In a final post in this series, Casey Luskin and I will explore some of these deeper implications.

Notes

  1. Strictly speaking, Kojonen’s attempt to harmonize “design” and “evolution” does not per se require fine-tuned preconditions. He argues, for example, that his model is compatible with divinely guided mutations. (See, for example, Kojonen’s response to David Glass in Kojonen, “Response: The Compatibility of Evolution and Design,” Zygon 57 (2022): 1024–36.) Be that as it may, in CED, Kojonen strongly emphasizes fine-tuned preconditions (CED, p. 63-68, 119-33, 156-74). This is the centerpiece of his model. Yet insofar as this conception fails, it’s not clear that Kojonen succeeds at showing how “design” and “evolution” are compatible. And surely this is a desideratum: whether “design” and “evolution” are reconcilable is closely tied to how they are to be reconciled. Second, if his model allows direct divine tinkering with mutations, it’s also unclear that his view of evolution is consistent with “mainstream” evolutionary theory. As such, it’s unclear that his model reconciles mainstream evolution with design. Third, even setting aside these two criticisms, Kojonen’s model, in its various conceptualizations, does not seem to escape our deeper epistemological concerns, which we describe below.

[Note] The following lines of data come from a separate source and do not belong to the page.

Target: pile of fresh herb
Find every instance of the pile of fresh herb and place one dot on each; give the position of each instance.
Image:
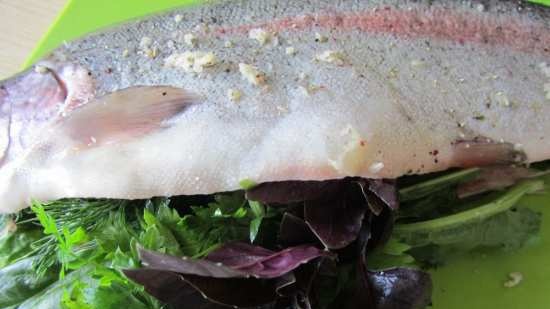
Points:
(349, 243)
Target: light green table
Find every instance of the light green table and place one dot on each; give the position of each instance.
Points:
(473, 282)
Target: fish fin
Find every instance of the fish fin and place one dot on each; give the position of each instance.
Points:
(483, 152)
(124, 115)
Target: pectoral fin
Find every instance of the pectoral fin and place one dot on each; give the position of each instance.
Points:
(124, 115)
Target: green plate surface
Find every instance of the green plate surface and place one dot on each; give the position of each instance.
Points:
(473, 281)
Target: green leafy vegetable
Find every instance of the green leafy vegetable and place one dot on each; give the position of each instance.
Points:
(425, 230)
(426, 188)
(66, 224)
(393, 254)
(19, 282)
(15, 242)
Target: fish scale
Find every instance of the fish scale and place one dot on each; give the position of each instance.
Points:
(399, 87)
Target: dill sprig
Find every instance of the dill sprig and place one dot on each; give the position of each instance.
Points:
(62, 218)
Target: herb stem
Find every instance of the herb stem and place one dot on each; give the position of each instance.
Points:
(503, 203)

  2. Given the lack of empirical evidence favorable to Kojonen’s account of design (in the form of fine-tuned preconditions), his account does little to fend off the claim that evolution provides a defeater for design arguments (or beliefs) in biology. 
  3. To be sure, Kojonen takes evolutionary theory as a given and, thus, presupposes that an evolutionary account of the origin of the bacterial flagellum is correct. He is entitled to this assumption, of course. But it seems odd to claim, as he does, that the bacterial flagellum counts as evidence of design while, at the same time, ignoring the very type of design that it displays. Doing so seems to require either selectively ignoring empirical evidence or attempting to join “design” and “evolution” in a case where the two are actually in tension.